Normally mooncakes are eaten during the Mid-Autumn Festival in the fall, but I wanted to do a matcha version of them, and that wound up fitting the green theme of St. Patrick’s Day as well, so I am posting these during March, even though I technically made these during the fall! What I love about a mooncake is that it has this rich, dense, sweet dough that surrounds an equally rich and dense filling. In other words, you feel probably 2-3 pounds heavier from eating one. They are kind of like a Chinese hand pie, but way prettier to look at, and with very traditionally Chinese fillings, like lotus paste or red bean. I wanted to do a slightly lighter version of that filling, using Japanese shiroan(white bean paste) instead of the usual lotus paste. The end result of that is a filling that melts on the tongue, as opposed to sits in your stomach for a week and a half. I had ceremonial matcha powder lying around as well, so I wanted to use that in both the filling and the dough, to create this gorgeous green tint. Mooncakes can be really fun to make, and I actually use a paddle that my aunt gave me to mold mine(a mooncake press can work as well, but I love my mooncake paddles). To make this recipe accurately, I do recommend using a measuring scale, and the dough itself uses golden syrup and lye water, which may not be the easiest to find(outside of Amazon), so I included methods on how to make your own of both as well! The golden syrup sweetens the dough, but also gives it the right density it needs to be pressed and rolled, while the lye water helps the edges of the dough bake off with this rich, earthy-brown hue, so both are really necessary towards making a delicious mooncake!

Makes 8-10 mooncakes:
For the filling:
175g shiroan(white bean paste)
a pinch of salt
2g ceremonial matcha powder
In a pot, stir the shiroan and salt on low heat for 5 minutes, until the paste thickens substantially. Stir in the matcha powder, off heat, combined. Cool down the filling before attempting to use.
For the dough:
150g flour
85g golden syrup
1/2 tsp lye water
30g vegetable oil
2g ceremonial matcha powder
1 egg yolk
Mix together everything minus the egg yolk to form your dough. For the mooncakes, take 30g of your dough and flatten it the best you can. Take 15g of the filling and roll into a small ball. Wrap the dough around the filling. Generously oil mooncake paddles and press the mooncakes into the paddles to form their shapes. Remove and place onto a lined sheet tray. Brush with egg yolk and bake at 350 degrees F for 20 minutes to finish.
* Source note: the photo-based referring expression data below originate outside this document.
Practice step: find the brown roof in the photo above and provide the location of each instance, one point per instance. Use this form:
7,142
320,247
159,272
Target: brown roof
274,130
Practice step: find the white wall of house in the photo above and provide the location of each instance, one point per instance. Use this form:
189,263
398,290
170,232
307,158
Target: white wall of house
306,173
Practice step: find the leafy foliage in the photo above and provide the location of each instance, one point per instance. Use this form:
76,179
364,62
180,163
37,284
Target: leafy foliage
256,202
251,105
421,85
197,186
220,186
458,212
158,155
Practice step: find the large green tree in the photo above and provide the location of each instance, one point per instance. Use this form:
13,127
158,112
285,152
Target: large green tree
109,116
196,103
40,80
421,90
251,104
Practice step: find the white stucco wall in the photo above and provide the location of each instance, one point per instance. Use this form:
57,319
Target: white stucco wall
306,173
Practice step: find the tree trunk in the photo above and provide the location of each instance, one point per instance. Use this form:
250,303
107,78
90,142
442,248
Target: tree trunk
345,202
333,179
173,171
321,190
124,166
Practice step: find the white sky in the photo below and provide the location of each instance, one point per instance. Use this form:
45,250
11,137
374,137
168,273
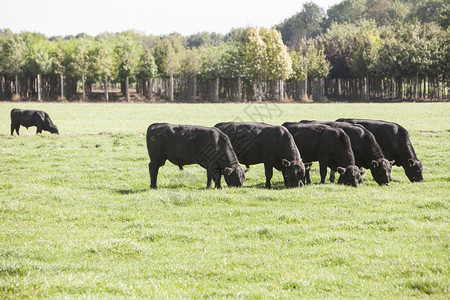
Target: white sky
60,17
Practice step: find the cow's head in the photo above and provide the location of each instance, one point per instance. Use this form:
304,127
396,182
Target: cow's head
294,173
414,170
234,176
50,127
351,175
381,170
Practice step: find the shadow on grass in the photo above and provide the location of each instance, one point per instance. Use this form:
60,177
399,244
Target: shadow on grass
130,191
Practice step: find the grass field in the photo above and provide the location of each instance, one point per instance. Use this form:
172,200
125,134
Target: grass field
78,219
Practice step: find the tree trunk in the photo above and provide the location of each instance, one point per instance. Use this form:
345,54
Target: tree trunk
281,90
392,89
2,87
194,88
127,89
150,90
367,89
171,87
416,85
106,89
259,92
216,90
83,87
239,95
439,89
39,87
16,87
61,76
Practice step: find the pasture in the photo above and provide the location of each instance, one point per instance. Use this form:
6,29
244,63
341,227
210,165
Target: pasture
78,219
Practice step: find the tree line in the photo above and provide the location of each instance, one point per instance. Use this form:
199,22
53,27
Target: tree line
305,57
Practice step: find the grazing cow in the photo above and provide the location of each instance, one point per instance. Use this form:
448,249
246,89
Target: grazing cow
28,118
396,145
186,144
330,146
273,146
368,153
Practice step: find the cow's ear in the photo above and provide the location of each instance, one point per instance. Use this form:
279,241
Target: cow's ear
228,171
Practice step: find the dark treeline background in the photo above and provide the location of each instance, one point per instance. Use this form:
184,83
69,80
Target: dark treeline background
386,50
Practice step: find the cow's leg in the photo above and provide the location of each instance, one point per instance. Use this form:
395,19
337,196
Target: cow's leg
269,173
284,178
215,176
323,171
308,176
332,175
153,170
208,180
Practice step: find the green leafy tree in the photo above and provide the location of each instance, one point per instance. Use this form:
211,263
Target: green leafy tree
127,52
191,65
40,61
278,65
12,58
211,67
102,62
346,11
366,53
307,23
254,54
147,70
167,55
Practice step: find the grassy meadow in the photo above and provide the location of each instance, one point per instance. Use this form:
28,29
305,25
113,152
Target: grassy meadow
78,219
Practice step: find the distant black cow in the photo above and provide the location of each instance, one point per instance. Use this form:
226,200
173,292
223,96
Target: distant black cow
186,144
28,118
274,146
367,151
396,145
328,145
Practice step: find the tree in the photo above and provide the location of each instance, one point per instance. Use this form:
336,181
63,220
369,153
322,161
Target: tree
12,58
40,61
103,62
77,60
147,70
211,67
191,66
366,52
346,11
127,52
377,10
428,11
307,23
340,44
278,64
254,53
167,58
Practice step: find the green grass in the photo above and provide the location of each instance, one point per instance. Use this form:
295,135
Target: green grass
78,220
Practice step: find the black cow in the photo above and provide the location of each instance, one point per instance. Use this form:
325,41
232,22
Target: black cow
28,118
187,144
367,151
330,146
396,145
273,146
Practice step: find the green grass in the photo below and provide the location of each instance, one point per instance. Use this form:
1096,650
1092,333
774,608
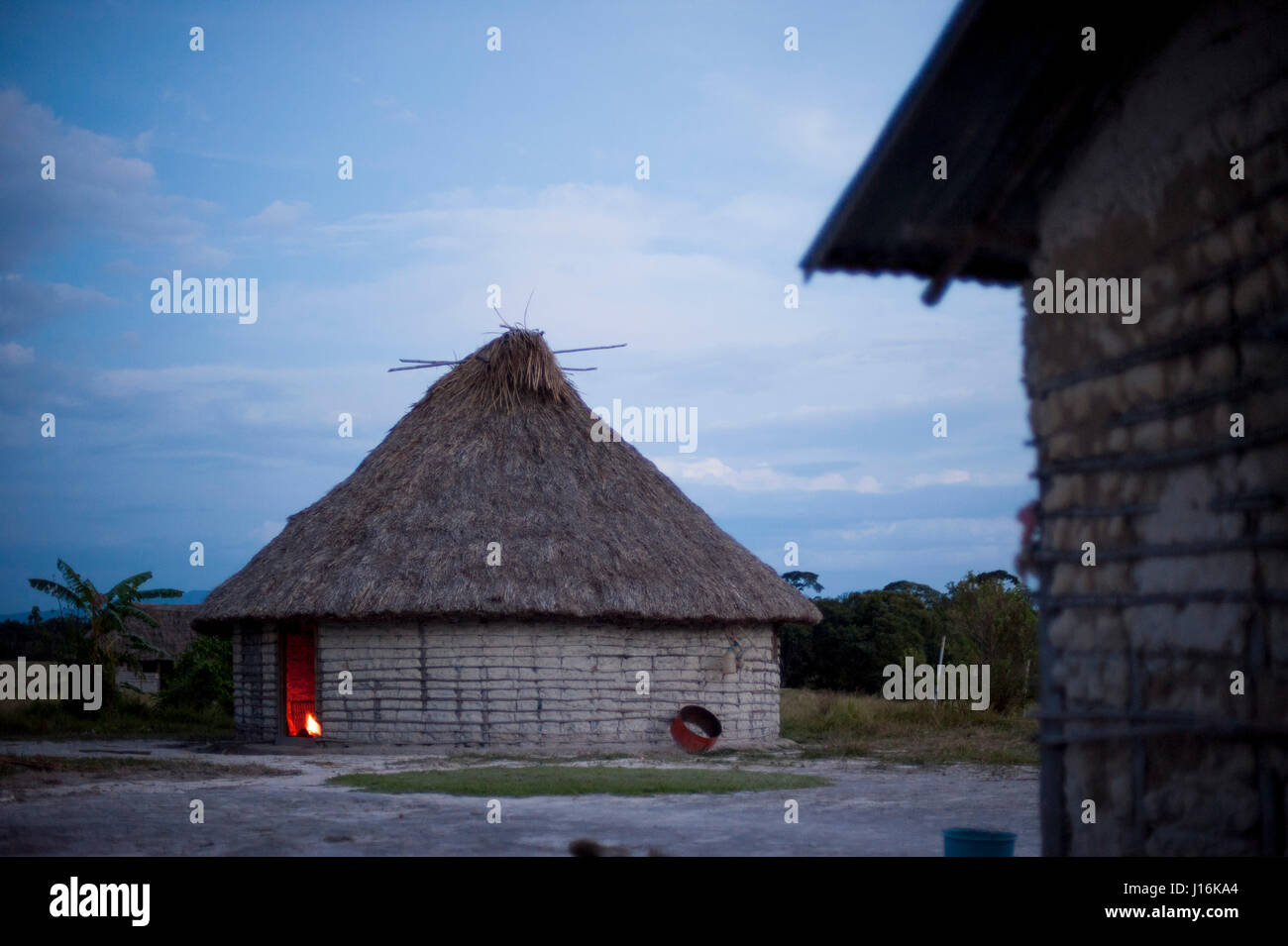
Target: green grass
129,717
831,725
522,782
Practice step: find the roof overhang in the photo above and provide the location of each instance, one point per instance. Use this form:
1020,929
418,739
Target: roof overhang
1006,94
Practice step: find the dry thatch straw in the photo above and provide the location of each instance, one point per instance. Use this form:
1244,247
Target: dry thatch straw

For the lye water, you can make it from scratch by boiling down 2 tbsp water with .1 grams of baking soda for 2 minutes. You don’t need a lot of lye water to make this recipe, but you can also purchase it at Asian supermarkets! You can also use lye water for things like pretzels!
For the golden syrup, you can make it by boiling down 3/4 cups of sugar with 1/2 cup water and a pinch of salt. Once the sugar is golden brown, take off heat and stir in 1 tsp lemon juice to finish. You can also sub out the syrup with honey!